Texto del Evangelio (Jn 20,11-18): En
aquel tiempo, estaba María junto al sepulcro fuera llorando. Y mientras lloraba
se inclinó hacia el sepulcro, y ve dos ángeles de blanco, sentados donde había
estado el cuerpo de Jesús, uno a la cabecera y otro a los pies. Dícenle ellos:
«Mujer, ¿por qué lloras?». Ella les respondió: «Porque se han llevado a mi
Señor, y no sé dónde le han puesto». Dicho esto, se volvió y vio a Jesús, de
pie, pero no sabía que era Jesús. Le dice Jesús: «Mujer, ¿por qué lloras? ¿A
quién buscas?». Ella, pensando que era el encargado del huerto, le dice:
«Señor, si tú te lo has llevado, dime dónde lo has puesto, y yo me lo llevaré».
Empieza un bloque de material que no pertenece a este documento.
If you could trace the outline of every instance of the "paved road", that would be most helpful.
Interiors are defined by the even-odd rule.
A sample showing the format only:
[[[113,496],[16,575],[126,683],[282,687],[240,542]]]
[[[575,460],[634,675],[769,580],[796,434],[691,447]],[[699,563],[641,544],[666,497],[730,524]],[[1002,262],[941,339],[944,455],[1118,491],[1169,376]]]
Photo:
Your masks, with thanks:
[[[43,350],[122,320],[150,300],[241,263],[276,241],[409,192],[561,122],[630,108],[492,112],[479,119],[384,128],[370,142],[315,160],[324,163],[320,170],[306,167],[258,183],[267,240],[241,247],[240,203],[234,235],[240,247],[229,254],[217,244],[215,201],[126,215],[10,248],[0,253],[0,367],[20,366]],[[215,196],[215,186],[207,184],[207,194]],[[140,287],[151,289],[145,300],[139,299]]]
Jesús le dice: «María». Ella se vuelve y le dice en hebreo: «Rabbuní», que
quiere decir ‘Maestro’». Dícele Jesús: «No me toques, que todavía no he subido
al Padre. Pero vete donde mis hermanos y diles: ‘Subo a mi Padre y vuestro
Padre, a mi Dios y vuestro Dios’». Fue María Magdalena y dijo a los discípulos
que había visto al Señor y que había dicho estas palabras.
«Fue
María Magdalena y dijo a los discípulos que había visto al Señor»
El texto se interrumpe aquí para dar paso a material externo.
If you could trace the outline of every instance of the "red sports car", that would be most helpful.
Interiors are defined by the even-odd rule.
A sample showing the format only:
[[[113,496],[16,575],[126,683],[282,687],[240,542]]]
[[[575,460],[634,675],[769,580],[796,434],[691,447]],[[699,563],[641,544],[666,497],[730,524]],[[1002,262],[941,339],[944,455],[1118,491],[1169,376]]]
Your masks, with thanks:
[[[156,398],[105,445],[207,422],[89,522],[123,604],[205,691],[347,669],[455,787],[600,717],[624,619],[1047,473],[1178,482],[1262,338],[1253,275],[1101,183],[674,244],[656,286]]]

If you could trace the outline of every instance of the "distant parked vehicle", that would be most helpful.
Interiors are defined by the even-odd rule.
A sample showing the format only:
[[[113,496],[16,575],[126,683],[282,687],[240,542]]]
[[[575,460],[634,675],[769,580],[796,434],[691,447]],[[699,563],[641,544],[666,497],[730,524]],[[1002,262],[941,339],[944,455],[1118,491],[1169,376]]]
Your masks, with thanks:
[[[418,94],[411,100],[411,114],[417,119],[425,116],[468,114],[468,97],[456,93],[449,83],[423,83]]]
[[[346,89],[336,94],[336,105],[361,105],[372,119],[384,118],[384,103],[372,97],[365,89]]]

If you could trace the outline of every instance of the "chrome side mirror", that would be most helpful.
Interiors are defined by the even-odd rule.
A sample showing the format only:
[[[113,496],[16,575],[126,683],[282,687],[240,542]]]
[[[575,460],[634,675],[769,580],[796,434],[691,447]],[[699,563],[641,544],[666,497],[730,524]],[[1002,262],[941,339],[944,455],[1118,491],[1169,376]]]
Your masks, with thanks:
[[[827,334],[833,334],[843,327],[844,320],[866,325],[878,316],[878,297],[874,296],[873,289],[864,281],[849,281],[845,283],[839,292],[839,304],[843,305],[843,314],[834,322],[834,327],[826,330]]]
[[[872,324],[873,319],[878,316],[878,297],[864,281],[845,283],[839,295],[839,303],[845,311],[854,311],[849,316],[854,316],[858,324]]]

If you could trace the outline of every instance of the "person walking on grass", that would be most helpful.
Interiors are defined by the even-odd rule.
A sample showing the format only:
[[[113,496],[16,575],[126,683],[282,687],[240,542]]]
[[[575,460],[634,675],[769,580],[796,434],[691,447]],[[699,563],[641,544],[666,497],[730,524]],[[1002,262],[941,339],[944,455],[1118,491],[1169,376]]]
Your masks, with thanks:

Comentario: + Rev. D. Antoni
ORIOL i Tataret (Vic, Barcelona, España)
Hoy, en la figura de
María Magdalena, podemos contemplar dos niveles de aceptación de nuestro
Salvador: imperfecto, el primero; completo, el segundo. Desde el primero, María
se nos muestra como una sincerísima discípula de Jesús. Ella lo sigue, maestro
incomparable; le es heroicamente adherente, crucificado por amor; lo busca, más
allá de la muerte, sepultado y desaparecido. ¡Cuán impregnadas de admirable
entrega a su ‘Señor’ son las dos exclamaciones que nos conservó, como perlas
incomparables, el evangelista Juan: «Se han llevado a mi Señor, y no sé dónde
le han puesto» (Jn 20,13); «Señor, si
tú te lo has llevado, dime dónde lo has puesto, y yo me lo llevaré»! (Jn 20,15). Pocos discípulos ha
contemplado la historia, tan afectos y leales como la Magdalena.
No obstante, la
buena noticia de hoy, de este martes de la octava de Pascua, supera
infinitamente toda bondad ética y toda fe religiosa en un Jesús admirable,
pero, en último término, muerto; y nos traslada al ámbito de la fe en el
Resucitado. Aquel Jesús que, en un primer momento, dejándola en el nivel de la
fe imperfecta, se dirige a la Magdalena preguntándole: «Mujer, ¿por qué
lloras?» (Jn 20,15) y a la cual ella,
con ojos miopes, responde como corresponde a un hortelano que se interesa por
su desazón; aquel Jesús, ahora, en un segundo momento, definitivo, la interpela
con su nombre: «¡María!» y la conmociona hasta el punto de estremecerla de
resurrección y de vida, es decir, de Él mismo, el Resucitado, el Viviente por
siempre. ¿Resultado? Magdalena creyente y Magdalena apóstol: «Fue María
Magdalena y dijo a los discípulos que había visto al Señor» (Jn 20,18).
Hoy no es
infrecuente el caso de cristianos que no ven claro el más allá de esta vida y,
pues, que dudan de la resurrección de Jesús. ¿Me cuento entre ellos? De modo
semejante son numerosos los cristianos que tienen suficiente fe como para
seguirle privadamente, pero que temen proclamarlo apostólicamente. ¿Formo parte
de ese grupo? Si fuera así, como María Magdalena, digámosle: —¡Maestro!,
abracémonos a sus pies y vayamos a encontrar a nuestros hermanos para decirles:
—El Señor ha resucitado y le he visto.